No sé con precisión cuántos kilómetros hemos recorrido durante estos dos años, pero un cálculo rápido arroja una cifra cercana al medio millón. Tengo sobre mi escritorio la caja original. Dice que pesa bastante más que un estuche de acuarelas o una libreta más un lápiz. Ciento cincuenta y dos gramos en la mano durante medio millón de kilómetros. Parece más pesado hoy pero así trampea la consciencia cuando se le da por las sumas o las restas. Está bastante bien salvo por la fatiga y un par de magulladuras.

Cambio de teléfono por las mismas razones que cambiaría de caballo. Podría viajar conmigo hasta el millón de kilómetros o más si el reemplazo de la batería no resultara tan costoso. El aparato anterior a éste me dejó de a pie frente a una puesta de sol entre la Puerta de Brandemburgo y la Columna de la Victoria en Berlín. Me enojé con aquel acumulador agotado, pero después se lo agradecí. Eso sucedió hace dos años y todavía busco las palabras exactas para describir ese momento.

Me gustaría viajar con una libreta o una caja de acuarelas. Tenía buena caligrafía antes de los teclados y las pantallas táctiles. He perdido el pulso, mi astigmatismo ha empeorado, apenas puedo dibujar monigotes para mis hijas y un paisaje me saldría demasiado impresionista para una crónica. Cuando no viajo por trabajo intento dejar atrás el aparato. Me sorprendo cuando descubro que mi mano no lo soltó. Una mano se acostumbra fácil a 152 gramos.

Una vez, un colega me contó que los perros del metro de Moscú trabajan en equipo para robar comida a los pasajeros. Me dijo, entre otras cosas, que, mientras uno o dos asustan al portador de un sándwich, un tercero se lo quita de la mano o lo recoge del suelo. No le creí. Pasaron varios años y un grupo de estudiosos del comportamiento animal se tomó el trabajo de filmar a los perros del metro de Moscú. No sólo roban toda la comida que pueden, sino que la comparten con las hembras preñadas que esperan en las estaciones de las afueras, lejos de la perrera.

Los perros conocen los horarios de los trenes que entran y salen de la ciudad y siempre eligen el primer vagón o el último para evitar a los guardias. En lo que va del año, la cantidad de imágenes fijas publicadas sólo en Instagram supera los 10.500 millones. Llamamos historias a las postales. Una y fracción de cada tres imágenes en todas las redes sociales son autorretratos. Una aplicación recolecta selfies y las agrupa según el retratado pose su índice en la aguja de la torre Eiffel, sostenga la de Pisa o esté congelado en el aire de las Salinas.

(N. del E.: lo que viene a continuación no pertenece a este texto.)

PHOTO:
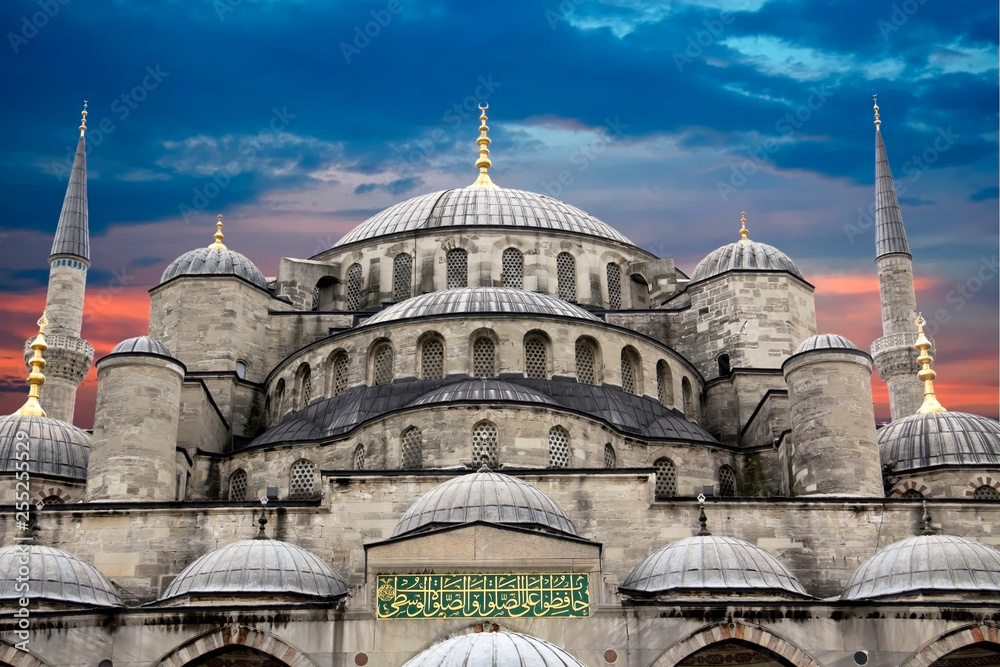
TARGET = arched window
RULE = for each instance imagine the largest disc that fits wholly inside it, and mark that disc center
(666, 479)
(402, 276)
(535, 357)
(566, 274)
(432, 358)
(483, 358)
(238, 485)
(355, 284)
(664, 383)
(727, 481)
(614, 286)
(559, 455)
(485, 449)
(302, 480)
(382, 364)
(610, 457)
(457, 261)
(410, 446)
(512, 262)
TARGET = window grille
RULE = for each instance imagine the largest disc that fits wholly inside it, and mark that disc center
(534, 358)
(354, 286)
(512, 262)
(566, 273)
(484, 445)
(558, 447)
(302, 484)
(457, 261)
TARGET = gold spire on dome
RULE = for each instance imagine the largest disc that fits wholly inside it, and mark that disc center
(926, 374)
(218, 245)
(31, 407)
(483, 163)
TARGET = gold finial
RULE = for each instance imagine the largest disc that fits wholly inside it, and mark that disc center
(483, 163)
(31, 407)
(926, 374)
(218, 245)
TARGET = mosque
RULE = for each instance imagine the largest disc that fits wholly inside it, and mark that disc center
(485, 428)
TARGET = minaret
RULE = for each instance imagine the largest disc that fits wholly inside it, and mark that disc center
(68, 356)
(893, 353)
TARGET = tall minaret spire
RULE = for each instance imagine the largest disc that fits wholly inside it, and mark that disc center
(68, 357)
(894, 354)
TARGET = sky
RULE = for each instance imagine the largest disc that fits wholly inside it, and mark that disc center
(299, 119)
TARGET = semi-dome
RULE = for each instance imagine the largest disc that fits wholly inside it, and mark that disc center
(485, 496)
(940, 439)
(825, 342)
(55, 576)
(494, 649)
(141, 344)
(479, 300)
(927, 564)
(711, 563)
(480, 207)
(258, 567)
(54, 447)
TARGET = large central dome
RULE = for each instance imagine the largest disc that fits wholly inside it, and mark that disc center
(483, 207)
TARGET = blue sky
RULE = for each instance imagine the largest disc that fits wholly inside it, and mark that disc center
(297, 120)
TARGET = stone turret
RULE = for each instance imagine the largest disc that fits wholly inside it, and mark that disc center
(894, 354)
(69, 356)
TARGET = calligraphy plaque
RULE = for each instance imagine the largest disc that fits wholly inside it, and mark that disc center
(482, 595)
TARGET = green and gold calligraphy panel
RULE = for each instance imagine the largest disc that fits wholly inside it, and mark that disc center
(482, 595)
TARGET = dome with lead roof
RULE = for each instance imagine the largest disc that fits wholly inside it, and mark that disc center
(485, 496)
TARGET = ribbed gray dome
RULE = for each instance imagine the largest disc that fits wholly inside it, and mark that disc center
(214, 262)
(927, 563)
(493, 649)
(143, 344)
(485, 496)
(483, 390)
(711, 563)
(479, 207)
(56, 576)
(744, 255)
(479, 300)
(259, 567)
(825, 342)
(940, 438)
(54, 447)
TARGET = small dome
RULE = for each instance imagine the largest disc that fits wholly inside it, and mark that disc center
(494, 649)
(744, 255)
(143, 344)
(258, 567)
(825, 342)
(479, 300)
(940, 439)
(54, 447)
(55, 576)
(711, 563)
(483, 390)
(214, 262)
(927, 564)
(485, 496)
(480, 207)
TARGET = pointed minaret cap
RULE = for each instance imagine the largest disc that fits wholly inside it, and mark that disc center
(72, 233)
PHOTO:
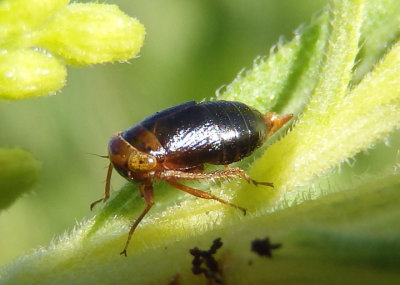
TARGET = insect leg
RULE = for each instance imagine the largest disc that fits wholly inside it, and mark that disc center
(107, 188)
(148, 195)
(227, 173)
(201, 194)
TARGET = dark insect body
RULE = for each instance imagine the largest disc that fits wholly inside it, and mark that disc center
(174, 144)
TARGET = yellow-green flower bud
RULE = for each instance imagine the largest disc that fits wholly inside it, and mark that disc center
(92, 33)
(27, 73)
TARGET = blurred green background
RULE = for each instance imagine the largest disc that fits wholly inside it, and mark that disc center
(191, 49)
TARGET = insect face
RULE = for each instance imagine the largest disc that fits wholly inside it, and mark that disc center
(126, 157)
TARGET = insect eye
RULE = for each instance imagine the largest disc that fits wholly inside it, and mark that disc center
(141, 162)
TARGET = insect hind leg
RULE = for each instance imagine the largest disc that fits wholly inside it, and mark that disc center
(202, 194)
(227, 173)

Una noche de verano de 1937, el señor Francis Scott Fitzgerald se envió a su habitación una postal desde el bar del Garden of Allah Hotel de Hollywood: “Querido Scott: he venido con intención de verte. Me hospedo aquí. Tuyo”. Esa noche, el autor de El Gran Gatsby brindó con su sombra y se emborrachó consigo mismo.

Durante mi corta experiencia docente tuve un alumno ciego de nacimiento. Uno de los trabajos prácticos que pedí al resto de la clase fue que tratara de describir el color azul a alguien que jamás lo había visto. Escribo el final de esta columna desde mi teléfono cero kilómetro. Ya deshabilité su capacidad de registro de coordenadas de los lugares visitados y todas las aplicaciones que no usaré. Pienso por qué todavía lo llamamos teléfono. Usted que puede, trate de olvidar el aparato en casa la próxima vez.